Session 1503: Ogresses, Heroes, and Scribes: Literary Aspects in Viking Writings

Thursday 12 July 2012, 09.00-10.30

Moderator/Chair:Eleanor Rosamund Barraclough, Queen's College, University of Oxford
Paper 1503-aMise-en-page and the Prosimetrum of Ketils saga hængs
(Language: English)
Helen F. Leslie-Jacobsen, Centre for Medieval Studies, Universitet i Bergen
Index terms: Language and Literature - Scandinavian, Literacy and Orality, Manuscripts and Palaeography
Paper 1503-bThe Hall of Mirrors: The Usage of Patterns of 'sem fyrr var sagt/getit' and 'sem fyrr var ritat' - Formulas in the Íslendingarsøgur
(Language: English)
Slavica Rankovic, Centre for Medieval Studies, Universitetet i Bergen
Index terms: Language and Literature - Scandinavian
Paper 1503-cIntroducing Disruptive Behaviour in the Íslendingasögur
(Language: English)
Joanne Shortt Butler, Department of Anglo-Saxon, Norse & Celtic, University of Cambridge
Index terms: Language and Literature - Scandinavian, Literacy and Orality, Manuscripts and Palaeography
Abstract

Paper -a:
Writers of manuscripts sought to mediate their readers' responses to the text by way of mise-en-page. I examine several manuscripts of Ketils saga hængs, an Old Norse legendary saga written in prose interspersed with verse, and discuss how the layout of the text on the manuscript page is deliberately controlled with respect to the way that verse is marked out and why the scribe might see it necessary to highlight the poetic portions of the work. Methods used to mark off verse from prose include the mark 'V' in the margin or the verse written in a display script.

Paper -b:
The paper examines the use of the mirror formulas sem fyrr var sagt/getit ('as was said before'/ 'as was mentioned before') and sem fyrr var ritat ('as was written before') in the sagas of Icelanders. Although all three varieties are used in the context of writing – the writers/scribes literally refer to something they have (or at least supposed to have) written about earlier – they are nevertheless indicative of the complex orality-literacy interrelationships within the Íslendingasǫgur genre. It seems logical that the formula referring to'the already said/mentioned' arose in an oral context first and has thus given birth to the one involving writing. However, in the typical evolutionary non-linear manner, the latter formula does not come to replace the former, but sem fyrr var sagt/getit undergoes a semantic transformation in the new medium and its meaning is extended to encompass the already written as much as the already said.

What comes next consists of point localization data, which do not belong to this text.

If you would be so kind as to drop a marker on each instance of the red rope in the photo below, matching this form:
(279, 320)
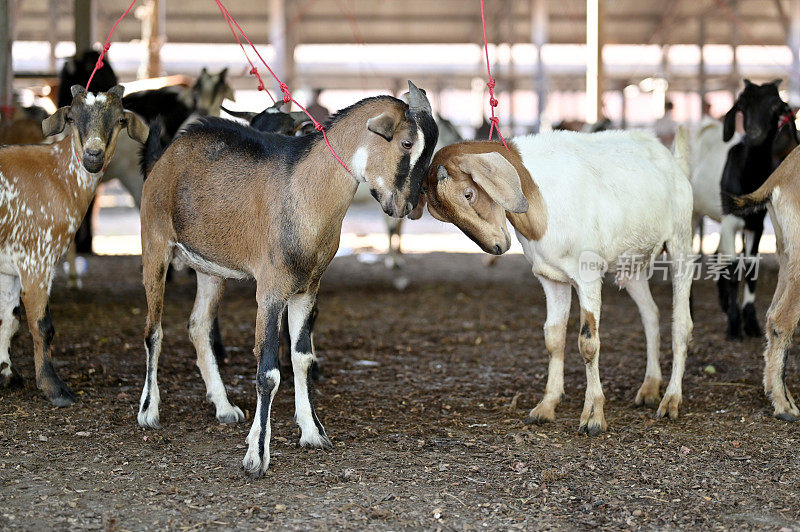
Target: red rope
(492, 100)
(287, 96)
(106, 46)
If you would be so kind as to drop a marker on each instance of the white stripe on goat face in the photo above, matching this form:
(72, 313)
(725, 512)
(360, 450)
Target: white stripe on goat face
(359, 164)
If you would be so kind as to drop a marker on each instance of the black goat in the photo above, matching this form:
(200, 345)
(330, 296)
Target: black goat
(770, 134)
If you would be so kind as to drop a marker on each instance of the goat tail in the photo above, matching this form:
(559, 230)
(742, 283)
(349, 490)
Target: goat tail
(682, 150)
(748, 203)
(152, 150)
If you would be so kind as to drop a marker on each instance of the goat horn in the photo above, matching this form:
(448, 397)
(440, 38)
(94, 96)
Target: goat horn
(417, 101)
(244, 115)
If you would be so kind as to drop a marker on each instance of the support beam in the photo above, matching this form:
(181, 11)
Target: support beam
(595, 11)
(734, 76)
(281, 43)
(794, 46)
(539, 17)
(85, 24)
(153, 15)
(6, 71)
(702, 75)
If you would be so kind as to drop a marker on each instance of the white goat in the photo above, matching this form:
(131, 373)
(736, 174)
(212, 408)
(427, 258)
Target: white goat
(580, 203)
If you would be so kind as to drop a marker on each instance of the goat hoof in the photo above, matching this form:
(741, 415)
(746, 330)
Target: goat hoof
(10, 381)
(669, 406)
(786, 416)
(62, 397)
(648, 393)
(318, 441)
(233, 414)
(591, 429)
(536, 419)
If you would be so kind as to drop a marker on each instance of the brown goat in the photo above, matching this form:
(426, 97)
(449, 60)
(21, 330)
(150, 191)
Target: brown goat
(233, 203)
(780, 194)
(44, 192)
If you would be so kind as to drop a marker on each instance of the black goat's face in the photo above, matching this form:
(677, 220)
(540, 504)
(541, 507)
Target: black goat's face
(761, 107)
(209, 90)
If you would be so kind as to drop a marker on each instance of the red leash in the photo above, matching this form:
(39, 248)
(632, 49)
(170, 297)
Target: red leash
(106, 46)
(492, 100)
(287, 96)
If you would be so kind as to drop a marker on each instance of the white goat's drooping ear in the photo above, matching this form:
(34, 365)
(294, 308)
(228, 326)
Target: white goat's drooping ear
(494, 174)
(383, 125)
(54, 124)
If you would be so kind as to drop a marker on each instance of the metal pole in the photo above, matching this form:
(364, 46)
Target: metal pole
(6, 75)
(85, 22)
(702, 76)
(794, 46)
(734, 76)
(284, 60)
(539, 17)
(594, 65)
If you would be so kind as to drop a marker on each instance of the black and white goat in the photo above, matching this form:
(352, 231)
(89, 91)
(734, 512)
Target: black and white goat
(770, 134)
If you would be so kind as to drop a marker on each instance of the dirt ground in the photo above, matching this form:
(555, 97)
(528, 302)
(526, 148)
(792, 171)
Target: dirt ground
(416, 394)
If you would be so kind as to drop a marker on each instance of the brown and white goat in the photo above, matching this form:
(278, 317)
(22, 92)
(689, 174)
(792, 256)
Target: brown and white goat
(780, 194)
(580, 204)
(232, 202)
(45, 190)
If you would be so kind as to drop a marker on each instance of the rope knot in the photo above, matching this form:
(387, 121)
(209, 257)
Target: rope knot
(287, 96)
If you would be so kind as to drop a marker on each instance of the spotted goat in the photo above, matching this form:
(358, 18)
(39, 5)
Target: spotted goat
(232, 202)
(45, 191)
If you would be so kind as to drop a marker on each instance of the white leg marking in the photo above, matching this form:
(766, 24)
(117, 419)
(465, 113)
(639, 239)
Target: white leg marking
(639, 290)
(148, 404)
(209, 290)
(558, 297)
(256, 460)
(312, 434)
(9, 300)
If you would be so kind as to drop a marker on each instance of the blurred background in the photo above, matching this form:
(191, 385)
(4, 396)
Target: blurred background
(558, 64)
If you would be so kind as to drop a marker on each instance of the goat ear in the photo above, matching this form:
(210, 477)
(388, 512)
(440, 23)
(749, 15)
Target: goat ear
(137, 129)
(498, 177)
(117, 90)
(436, 214)
(54, 124)
(228, 93)
(729, 124)
(416, 213)
(77, 89)
(384, 125)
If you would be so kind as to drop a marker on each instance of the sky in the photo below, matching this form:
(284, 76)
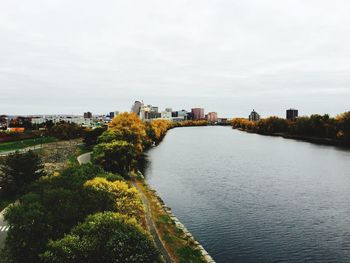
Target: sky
(63, 56)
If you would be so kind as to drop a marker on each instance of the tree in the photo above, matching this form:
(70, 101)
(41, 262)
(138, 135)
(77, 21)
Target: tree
(344, 126)
(158, 129)
(127, 200)
(128, 127)
(17, 171)
(91, 136)
(103, 237)
(55, 204)
(117, 156)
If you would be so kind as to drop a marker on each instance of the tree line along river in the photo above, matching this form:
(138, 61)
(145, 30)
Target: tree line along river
(254, 198)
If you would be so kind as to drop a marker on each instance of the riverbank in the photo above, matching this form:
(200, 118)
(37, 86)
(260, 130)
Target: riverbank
(176, 239)
(316, 140)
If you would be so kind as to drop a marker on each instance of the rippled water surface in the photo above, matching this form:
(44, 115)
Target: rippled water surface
(253, 198)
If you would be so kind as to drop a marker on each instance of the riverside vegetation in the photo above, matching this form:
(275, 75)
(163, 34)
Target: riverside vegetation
(91, 213)
(316, 128)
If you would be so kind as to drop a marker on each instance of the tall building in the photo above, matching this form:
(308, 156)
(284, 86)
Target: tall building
(112, 114)
(212, 117)
(87, 115)
(254, 116)
(149, 112)
(136, 107)
(197, 113)
(291, 114)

In fact, the instances of sem fyrr var sagt (57)/getit (18) greatly outnumber sem fyrr var ritat (19). Moreover, the latter seems to have been a passing trend characteristic of a specific period (early-mid 13th century) and of a specific group of sagas (western; particularly Laxdæla saga, which alone features 9 instances).
The paper delves into the questions of significance of this and other patterns that have emerged from the collected data. In addition, it juxtaposes the formulas' treatment in the sagas with that in various other Old Norse genres which reveal their own idiosyncratic usage patterns and potentially contextualise those within the genre under scrutiny.

Paper -c:
Character introductions form an essential part of the narrative grammar of the family sagas. This paper will examine features common to these introductions with specific reference to the description of Víga-Styrr Þorgrímsson in Eyrbyggja saga. Styrr is a powerful individual, but he is also ójafnaðr (unjust/inequitable) and an ofstopamaðr (a tyrant/overbearing man). Figures described by the words ofstopi and ójafnaðr and their compounds are frequently associated with disruption and discord in the family sagas, and this paper will focus on the ways in which saga narrative can emphasise the disruptive abilities of these characters through their introductions. Negative qualities in these passages will be considered alongside qualities that may be considered to be positive and it will be asked to what extent these descriptions rely on cliché and formulas and what their assumptions were about their audience's knowledge of the characters described.